Porträt

laut.de-Biographie

Eagle*Seagull

Eine der gefragtesten Indiebands der Vereinigten Staaten heißt Eagle*Seagull. Mit ihrer Dreifaltigkeit aus Folk, Country und melancholischem Indie macht sich das Sextett viele Freunde.

Die fünf Jungens plus Mädel stammen aus Lincoln, Nebraska und sind damit unmittelbar in der Nähe von Saddle Creek-Land aufgewachsen: Gründer, Songwriter und Leadsänger Eli Mardock, J.J. Idt (Gitarre, Banjo), Mike Overfield (Bass), Carrie Butler (Violine, Keyboard), Austin Skiles (Gitarre) und Britt Hayes (Drums).

Nach der Bandgründung geben sich Mike, Eli und J.J. erst mal einen deftigen Countrytouch. Durch das Zutun neuer Bandmitglieder respektive Instrumente gewinnt der Sound später an weiteren Facetten. Im Oktober 2004 als Band komplett finden erste Gigs in Lincoln und Omaha statt. Später folgen regelmäßige Konzerte in der Nebraska-Szene. Eagle*Seagull machen sich langsam aber sicher einen Namen.

Dann tritt Brian Vaughan ins Bandleben ein. Der frühere Praktikant bei Sub Pop und Saddle Creek gründete in Nashville sein eigenes Label Paper Garden Records und nimmt die sechs Indierocker unter Vertrag. Ein Jahr nach dem ersten Gig veröffentlichen Eagle*Seagull im Oktober 2005 ihr gleichnamiges Debütalbum, das in diversen Internetforen für Furore sorgt.

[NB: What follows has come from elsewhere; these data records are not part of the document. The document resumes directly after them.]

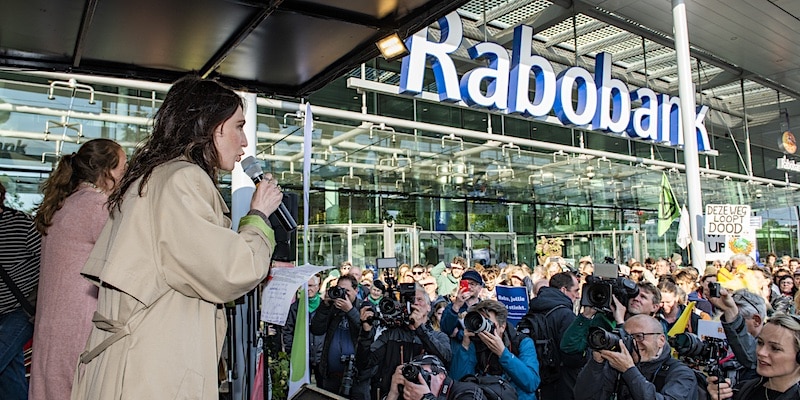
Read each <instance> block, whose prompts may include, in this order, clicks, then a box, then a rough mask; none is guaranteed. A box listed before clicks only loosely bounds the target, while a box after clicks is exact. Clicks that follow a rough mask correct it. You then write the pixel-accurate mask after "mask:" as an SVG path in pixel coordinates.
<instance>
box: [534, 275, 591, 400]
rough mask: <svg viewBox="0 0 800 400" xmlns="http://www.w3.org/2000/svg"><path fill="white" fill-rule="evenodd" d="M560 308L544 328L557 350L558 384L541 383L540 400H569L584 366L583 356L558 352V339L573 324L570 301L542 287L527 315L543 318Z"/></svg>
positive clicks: (580, 355)
mask: <svg viewBox="0 0 800 400" xmlns="http://www.w3.org/2000/svg"><path fill="white" fill-rule="evenodd" d="M560 305H561V306H564V307H561V308H559V309H557V310H555V311H553V312H552V313H551V314H550V315H549V316H548V317H547V327H548V328H549V329H550V332H548V337H550V338H552V339H553V342H554V344H555V348H556V349H558V352H559V359H560V361H561V372H562V373H561V375H560V376H559V380H557V381H555V382H552V383H542V384H541V385H540V386H539V390H540V393H541V397H542V398H543V399H550V398H553V399H565V400H571V399H572V398H573V393H572V388H573V387H574V386H575V380H576V379H577V378H578V373H579V372H580V370H581V368H583V365H584V364H586V357H585V356H584V355H583V354H572V355H570V354H566V353H564V352H563V351H561V337H563V336H564V332H566V330H567V328H568V327H569V325H570V324H571V323H572V321H574V320H575V317H576V316H575V313H574V312H573V311H572V301H571V300H570V299H569V297H567V295H565V294H564V293H562V292H561V291H560V290H558V289H556V288H551V287H548V286H543V287H542V288H541V289H539V294H538V295H537V296H536V297H534V298H533V299H532V300H531V302H530V305H529V307H528V314H546V313H547V312H548V311H550V310H552V309H554V308H556V307H557V306H560Z"/></svg>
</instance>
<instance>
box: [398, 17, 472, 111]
mask: <svg viewBox="0 0 800 400" xmlns="http://www.w3.org/2000/svg"><path fill="white" fill-rule="evenodd" d="M439 26H440V27H441V34H442V41H441V42H439V43H433V42H429V41H428V28H425V29H423V30H421V31H419V32H417V33H415V34H414V35H412V36H411V37H410V38H408V39H406V47H408V51H409V52H410V53H409V55H407V56H405V57H403V63H402V67H401V72H400V93H401V94H403V93H413V94H419V93H422V84H423V80H424V78H425V61H426V60H427V59H430V61H431V68H432V69H433V75H434V76H435V77H436V87H437V88H438V89H439V100H440V101H447V102H457V101H461V95H460V93H459V91H458V74H457V73H456V66H455V64H454V63H453V59H452V58H450V56H449V55H448V54H450V53H452V52H454V51H456V50H457V49H458V47H459V46H461V39H462V38H463V36H464V27H463V25H462V24H461V18H460V17H459V16H458V14H456V13H451V14H448V15H446V16H444V17H443V18H441V19H439Z"/></svg>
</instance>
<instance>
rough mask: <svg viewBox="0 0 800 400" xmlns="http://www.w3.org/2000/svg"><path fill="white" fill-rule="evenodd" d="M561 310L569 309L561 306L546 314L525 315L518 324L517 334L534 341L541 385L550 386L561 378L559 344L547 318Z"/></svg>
mask: <svg viewBox="0 0 800 400" xmlns="http://www.w3.org/2000/svg"><path fill="white" fill-rule="evenodd" d="M560 308H567V306H565V305H563V304H559V305H557V306H555V307H553V308H552V309H550V310H549V311H547V312H546V313H532V312H529V313H527V314H525V316H524V317H523V318H522V320H521V321H519V323H518V324H517V333H519V334H520V335H525V336H527V337H530V338H531V339H532V340H533V344H534V345H535V346H536V358H538V359H539V377H540V378H541V380H542V382H541V384H543V385H544V384H549V383H553V382H555V381H557V380H558V378H559V377H560V376H561V374H560V372H559V369H560V367H561V357H560V355H559V348H558V346H559V343H557V342H556V340H555V335H554V333H553V331H552V329H551V327H550V326H549V325H548V323H547V318H548V317H549V316H550V314H552V313H553V311H555V310H558V309H560Z"/></svg>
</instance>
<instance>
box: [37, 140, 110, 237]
mask: <svg viewBox="0 0 800 400" xmlns="http://www.w3.org/2000/svg"><path fill="white" fill-rule="evenodd" d="M120 150H122V146H120V145H119V144H118V143H117V142H115V141H113V140H110V139H92V140H90V141H88V142H86V143H84V144H83V145H82V146H81V147H80V148H79V149H78V151H77V152H76V153H72V154H65V155H64V156H62V157H61V160H59V162H58V166H57V167H56V169H55V171H53V172H52V173H51V174H50V177H49V178H47V180H46V181H45V182H44V183H43V184H42V193H43V194H44V198H43V199H42V203H41V204H40V205H39V208H38V211H37V212H36V217H35V218H34V224H35V226H36V230H37V231H39V233H41V234H42V235H47V229H48V228H49V227H50V225H52V224H53V215H55V213H56V211H58V210H60V209H61V207H63V206H64V201H66V200H67V197H69V195H71V194H72V193H75V191H76V190H78V186H79V185H80V184H81V182H90V183H94V184H99V183H101V182H105V181H106V180H111V181H112V182H114V183H116V180H115V179H114V177H113V176H112V175H111V170H112V169H114V168H116V167H117V165H118V164H119V151H120Z"/></svg>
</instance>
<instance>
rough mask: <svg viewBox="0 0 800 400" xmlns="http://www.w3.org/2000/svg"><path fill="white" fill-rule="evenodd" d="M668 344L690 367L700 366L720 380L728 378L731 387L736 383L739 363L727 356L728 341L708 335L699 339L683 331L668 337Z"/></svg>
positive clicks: (723, 339) (713, 375) (688, 333)
mask: <svg viewBox="0 0 800 400" xmlns="http://www.w3.org/2000/svg"><path fill="white" fill-rule="evenodd" d="M669 345H670V347H672V348H673V349H675V352H677V353H678V357H680V358H682V359H683V360H684V361H685V362H686V364H687V365H689V366H690V367H693V368H698V369H699V367H701V366H702V367H704V371H705V372H706V374H708V375H709V376H716V377H718V378H720V381H721V380H723V379H726V378H727V379H730V381H731V383H730V384H731V387H733V386H734V385H735V384H736V378H737V371H738V370H739V369H741V364H739V362H738V361H736V358H734V357H729V356H728V353H729V352H728V342H727V341H726V340H725V339H719V338H714V337H710V336H706V337H705V338H704V339H700V337H699V336H697V335H695V334H694V333H691V332H684V333H679V334H677V335H675V336H673V337H671V338H669Z"/></svg>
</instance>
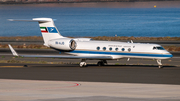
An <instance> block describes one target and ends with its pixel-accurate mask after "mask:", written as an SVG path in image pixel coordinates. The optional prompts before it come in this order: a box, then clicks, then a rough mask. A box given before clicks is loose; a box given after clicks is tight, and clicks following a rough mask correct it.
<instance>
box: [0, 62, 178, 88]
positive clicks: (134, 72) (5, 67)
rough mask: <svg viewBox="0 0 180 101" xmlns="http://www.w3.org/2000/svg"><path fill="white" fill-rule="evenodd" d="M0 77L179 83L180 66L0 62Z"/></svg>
mask: <svg viewBox="0 0 180 101" xmlns="http://www.w3.org/2000/svg"><path fill="white" fill-rule="evenodd" d="M0 65H1V66H0V79H24V80H54V81H87V82H116V83H144V84H174V85H180V79H179V78H180V75H179V74H180V67H174V66H165V67H164V68H163V69H158V68H157V67H156V66H143V65H141V66H139V65H108V66H103V67H98V66H96V65H89V66H88V67H85V68H79V65H76V64H64V65H62V64H26V65H27V67H23V66H24V65H25V64H5V63H1V64H0Z"/></svg>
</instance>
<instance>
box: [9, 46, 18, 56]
mask: <svg viewBox="0 0 180 101" xmlns="http://www.w3.org/2000/svg"><path fill="white" fill-rule="evenodd" d="M8 46H9V48H10V50H11V52H12V54H13V55H14V56H19V55H18V53H17V52H16V51H15V50H14V48H12V46H11V45H10V44H8Z"/></svg>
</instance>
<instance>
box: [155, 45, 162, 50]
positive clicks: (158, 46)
mask: <svg viewBox="0 0 180 101" xmlns="http://www.w3.org/2000/svg"><path fill="white" fill-rule="evenodd" d="M153 50H164V48H163V47H160V46H157V47H153Z"/></svg>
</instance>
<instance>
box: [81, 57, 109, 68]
mask: <svg viewBox="0 0 180 101" xmlns="http://www.w3.org/2000/svg"><path fill="white" fill-rule="evenodd" d="M105 64H107V61H106V60H101V61H98V63H97V65H98V66H104V65H105ZM79 66H80V67H86V66H87V64H86V59H82V60H81V62H80V64H79Z"/></svg>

Wenige Monate später ist die Band schon so beliebt, dass weitere Auflagen nachgepresst werden. Nachdem die Platte auch in Europa auf reges Interesse stößt, wird für Herbst 2006 eine Tour anberaumt, die allerdings erst im Februar des folgenden Jahres stattfindet.

Es folgt - nach dem Konkurs des deutschen labels Lado - eine längere Durststrecke, in der in Europa allein Eli Mardock gelegentlich solo zu hören ist. Dem zweiten Album der Adler-Möwe attestieren Kritiker verkrampfte Überambition.